Use of an inferior vena cava (IVC) filter should be considered when a patient has contraindications to anticoagulation or a history of recurrent VTE on prophylaxis3. Although controversial, the utilization of IVC filters has increased over the years, especially with the advent of percutaneous insertion39,40. IVC filters in high-risk patients with an acute proximal DVT have been shown to initially prevent acute PE41 and can capture a thrombus in up to 13% of patients postoperatively42. Although rare, complications associated with IVC filters increase after 30 days and include filter migration, fracture, vena cava perforation, and vena cava occlusion43–45.

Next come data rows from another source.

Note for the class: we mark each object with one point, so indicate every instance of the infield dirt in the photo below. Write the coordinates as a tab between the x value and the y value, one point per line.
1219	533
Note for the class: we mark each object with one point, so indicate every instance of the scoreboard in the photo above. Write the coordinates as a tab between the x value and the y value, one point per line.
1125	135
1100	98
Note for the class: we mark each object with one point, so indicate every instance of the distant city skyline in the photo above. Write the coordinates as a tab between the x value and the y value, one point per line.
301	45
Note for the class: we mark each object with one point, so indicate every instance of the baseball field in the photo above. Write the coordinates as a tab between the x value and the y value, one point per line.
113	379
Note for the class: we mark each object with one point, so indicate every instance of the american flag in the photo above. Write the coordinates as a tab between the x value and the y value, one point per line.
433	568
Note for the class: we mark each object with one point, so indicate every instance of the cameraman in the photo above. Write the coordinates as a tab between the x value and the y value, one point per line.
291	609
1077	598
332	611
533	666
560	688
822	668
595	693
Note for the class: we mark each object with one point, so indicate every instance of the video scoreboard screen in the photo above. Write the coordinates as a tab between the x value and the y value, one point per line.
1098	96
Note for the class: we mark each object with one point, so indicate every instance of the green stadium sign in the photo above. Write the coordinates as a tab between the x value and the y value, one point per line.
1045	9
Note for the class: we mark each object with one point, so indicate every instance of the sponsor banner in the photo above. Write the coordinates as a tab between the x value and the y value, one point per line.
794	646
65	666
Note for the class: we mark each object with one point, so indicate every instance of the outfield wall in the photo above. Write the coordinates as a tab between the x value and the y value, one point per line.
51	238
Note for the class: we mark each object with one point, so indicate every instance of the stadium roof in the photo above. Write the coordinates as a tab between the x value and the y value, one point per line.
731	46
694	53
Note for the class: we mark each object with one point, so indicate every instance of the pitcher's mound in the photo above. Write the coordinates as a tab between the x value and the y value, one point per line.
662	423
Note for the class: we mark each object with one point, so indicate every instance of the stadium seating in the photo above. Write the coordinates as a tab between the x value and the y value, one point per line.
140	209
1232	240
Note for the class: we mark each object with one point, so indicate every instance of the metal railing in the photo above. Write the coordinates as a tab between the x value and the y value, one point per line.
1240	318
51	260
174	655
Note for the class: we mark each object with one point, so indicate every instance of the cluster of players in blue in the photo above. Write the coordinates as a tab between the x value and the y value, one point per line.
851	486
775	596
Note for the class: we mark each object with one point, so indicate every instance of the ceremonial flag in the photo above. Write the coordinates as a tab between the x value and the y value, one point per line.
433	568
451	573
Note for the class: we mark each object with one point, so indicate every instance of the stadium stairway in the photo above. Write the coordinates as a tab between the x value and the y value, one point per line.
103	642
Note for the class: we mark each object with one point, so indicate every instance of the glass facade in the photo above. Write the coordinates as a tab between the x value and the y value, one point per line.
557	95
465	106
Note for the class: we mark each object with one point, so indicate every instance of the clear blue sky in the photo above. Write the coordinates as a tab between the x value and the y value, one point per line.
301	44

If immediate intervention is required in an unstable patient with cardiac strain, the benefits associated with more invasive options such as thrombolysis or embolectomy may outweigh the risks to a surgical patient23,46,47. Systemic thrombolysis may significantly increase the risk of bleeding, however, thrombolysis may prevent further hemodynamic decompensation from VTE48–50. While no specific studies exist about performing thrombolysis in orthopedic patients, a few studies51–53 show the safety of thrombolysis in post-surgical patients with one report suggesting the use of a thigh tourniquet to prevent surgical site hemorrhage until the thrombolytic agent was no longer active54. Another option in patients with PE is catheter-directed thrombolysis which has demonstrated effectiveness in improving right ventricular strain and pulmonary artery pressure with no risk of major bleeding55–57.
The management of acute DVT or PE prior to an emergent orthopaedic procedure varies based on individual patient factors with peri-operative implications of each clinical scenario since there is limited high-level evidence to support definitive general recommendations.